Protect the judiciary
CHIEF Justice Mogoeng Mogoeng's statements at the weekend that he would confront anyone who threatened the independence of the judiciary is quite reassuring, especially in the light of what appears to be concerted efforts by some politicians to weaken the judiciary and undermine the rule of law.
Over the past few months, a great deal of verbal attacks have been directed at the judiciary. Some of these from President Jacob Zuma himself, whose ultimate duty is to uphold the Constitution.
Zuma has gone to the extent of suggesting that some minority judgments made more sense than the majority opinions. Zuma has often confused his personal troubles with the law - they seem to be far from over - with the duty of judges to develop jurisprudence in line with the Constitution. Deputy Minister of Correctional Services Ngoako Ramatlhodi is another senior ruling party figure who has emerged as a judge of judges, launching unwarranted attacks on the Bench.

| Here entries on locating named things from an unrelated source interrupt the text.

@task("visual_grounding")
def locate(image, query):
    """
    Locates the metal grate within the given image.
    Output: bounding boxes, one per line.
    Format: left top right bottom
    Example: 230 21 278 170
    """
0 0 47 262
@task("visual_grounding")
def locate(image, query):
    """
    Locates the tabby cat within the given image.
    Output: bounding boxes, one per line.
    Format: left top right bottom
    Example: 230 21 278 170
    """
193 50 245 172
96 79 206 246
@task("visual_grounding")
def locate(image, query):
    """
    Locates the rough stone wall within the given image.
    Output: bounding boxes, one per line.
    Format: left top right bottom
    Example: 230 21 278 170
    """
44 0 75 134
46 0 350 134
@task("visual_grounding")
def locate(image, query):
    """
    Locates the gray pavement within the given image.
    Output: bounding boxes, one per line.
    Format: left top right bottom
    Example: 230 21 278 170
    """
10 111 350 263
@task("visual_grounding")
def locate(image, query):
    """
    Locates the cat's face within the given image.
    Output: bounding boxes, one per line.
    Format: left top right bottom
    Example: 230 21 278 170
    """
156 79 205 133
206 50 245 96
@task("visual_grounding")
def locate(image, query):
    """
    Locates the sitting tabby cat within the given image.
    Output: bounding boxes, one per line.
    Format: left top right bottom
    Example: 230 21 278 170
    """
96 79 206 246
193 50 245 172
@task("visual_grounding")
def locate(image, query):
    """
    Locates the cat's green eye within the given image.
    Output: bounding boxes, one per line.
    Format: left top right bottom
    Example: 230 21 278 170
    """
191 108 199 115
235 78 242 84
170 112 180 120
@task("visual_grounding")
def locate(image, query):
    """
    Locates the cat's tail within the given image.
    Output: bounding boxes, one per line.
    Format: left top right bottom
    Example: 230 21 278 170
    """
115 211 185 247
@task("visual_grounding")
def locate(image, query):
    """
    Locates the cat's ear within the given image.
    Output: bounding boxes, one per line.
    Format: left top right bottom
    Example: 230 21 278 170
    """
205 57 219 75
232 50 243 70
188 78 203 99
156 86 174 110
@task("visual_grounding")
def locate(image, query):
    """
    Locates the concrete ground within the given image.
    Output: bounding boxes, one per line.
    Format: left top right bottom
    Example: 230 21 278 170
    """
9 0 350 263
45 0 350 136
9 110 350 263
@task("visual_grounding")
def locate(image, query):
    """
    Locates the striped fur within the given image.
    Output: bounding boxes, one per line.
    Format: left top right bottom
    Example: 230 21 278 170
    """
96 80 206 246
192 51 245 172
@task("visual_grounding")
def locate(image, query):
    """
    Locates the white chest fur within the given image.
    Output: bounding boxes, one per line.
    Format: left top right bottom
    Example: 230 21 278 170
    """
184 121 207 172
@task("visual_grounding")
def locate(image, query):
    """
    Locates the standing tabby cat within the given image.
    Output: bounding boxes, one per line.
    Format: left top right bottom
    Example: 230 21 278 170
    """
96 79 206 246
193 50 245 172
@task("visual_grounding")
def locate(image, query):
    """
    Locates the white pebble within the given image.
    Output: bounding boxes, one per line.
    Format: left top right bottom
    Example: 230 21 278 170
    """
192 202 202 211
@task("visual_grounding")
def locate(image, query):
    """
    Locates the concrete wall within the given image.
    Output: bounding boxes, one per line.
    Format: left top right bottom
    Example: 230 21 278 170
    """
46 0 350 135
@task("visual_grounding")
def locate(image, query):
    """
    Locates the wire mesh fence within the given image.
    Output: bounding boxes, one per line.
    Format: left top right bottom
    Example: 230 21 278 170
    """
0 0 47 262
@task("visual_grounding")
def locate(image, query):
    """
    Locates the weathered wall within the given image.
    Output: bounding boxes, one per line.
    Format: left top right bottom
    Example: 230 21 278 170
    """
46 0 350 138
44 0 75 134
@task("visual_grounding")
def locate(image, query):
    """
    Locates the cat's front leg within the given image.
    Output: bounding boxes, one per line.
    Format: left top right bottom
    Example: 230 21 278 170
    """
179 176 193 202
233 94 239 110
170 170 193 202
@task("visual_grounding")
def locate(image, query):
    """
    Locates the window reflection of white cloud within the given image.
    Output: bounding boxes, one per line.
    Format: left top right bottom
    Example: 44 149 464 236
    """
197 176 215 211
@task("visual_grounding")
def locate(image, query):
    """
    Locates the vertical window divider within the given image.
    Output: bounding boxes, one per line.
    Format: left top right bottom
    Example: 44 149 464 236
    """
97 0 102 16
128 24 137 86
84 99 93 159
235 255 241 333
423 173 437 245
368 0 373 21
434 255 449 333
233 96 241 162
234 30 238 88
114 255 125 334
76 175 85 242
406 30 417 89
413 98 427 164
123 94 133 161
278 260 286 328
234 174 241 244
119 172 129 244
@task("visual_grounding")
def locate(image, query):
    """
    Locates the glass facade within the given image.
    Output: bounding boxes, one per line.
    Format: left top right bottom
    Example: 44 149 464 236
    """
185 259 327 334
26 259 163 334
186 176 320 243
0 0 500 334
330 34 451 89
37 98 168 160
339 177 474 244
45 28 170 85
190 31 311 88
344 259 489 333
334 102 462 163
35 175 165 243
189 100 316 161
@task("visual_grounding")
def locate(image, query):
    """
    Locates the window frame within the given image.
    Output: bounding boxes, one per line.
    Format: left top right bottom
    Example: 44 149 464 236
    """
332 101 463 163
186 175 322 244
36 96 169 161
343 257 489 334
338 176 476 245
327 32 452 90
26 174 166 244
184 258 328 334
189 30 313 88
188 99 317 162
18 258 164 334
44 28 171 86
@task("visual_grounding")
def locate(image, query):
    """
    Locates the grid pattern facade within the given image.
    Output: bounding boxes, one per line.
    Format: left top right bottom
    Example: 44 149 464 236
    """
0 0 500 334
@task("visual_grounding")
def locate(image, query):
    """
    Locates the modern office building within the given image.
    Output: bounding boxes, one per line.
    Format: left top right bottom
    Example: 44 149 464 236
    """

The media has also played its part in criticising those members of the judiciary who appear to be deviating from their constitutional obligations.
Justice Mogoeng has received huge blows from the media and civil society following his nomination by Zuma. Most of the harsh criticism focused on what appeared to be his leniency to child rapists while he was a high court judge in North West.
The criticism was so harsh that he could easily have developed a frosty relationship with the Fourth Estate.
But Justice Mogoeng has proven he can rise above criticism. He accepted an invitation to address the South African National Editors Forum on Saturday.
During the meeting he warned that consistent and extraordinarily harsh criticism of the judiciary could impact on the independence of judges.
Criticism levelled by the media is unlikely to impact on judges' opinions. Judges are, after all, not supposed to be influenced by public opinion.
But criticism levelled at judges by policymakers could have serious implications as it could be followed by steps to restrict judicial independence.
Justice Mogoeng said he has not come across real threats to the independence of the judiciary. The recent rhetorical attacks aren't a big deal.
This is also the view of most judges who have opted not to get involved in mudslinging with politicians.
Maybe he has a point. But he will be well advised to watch carefully some of the vituperations that could harm judicial independence.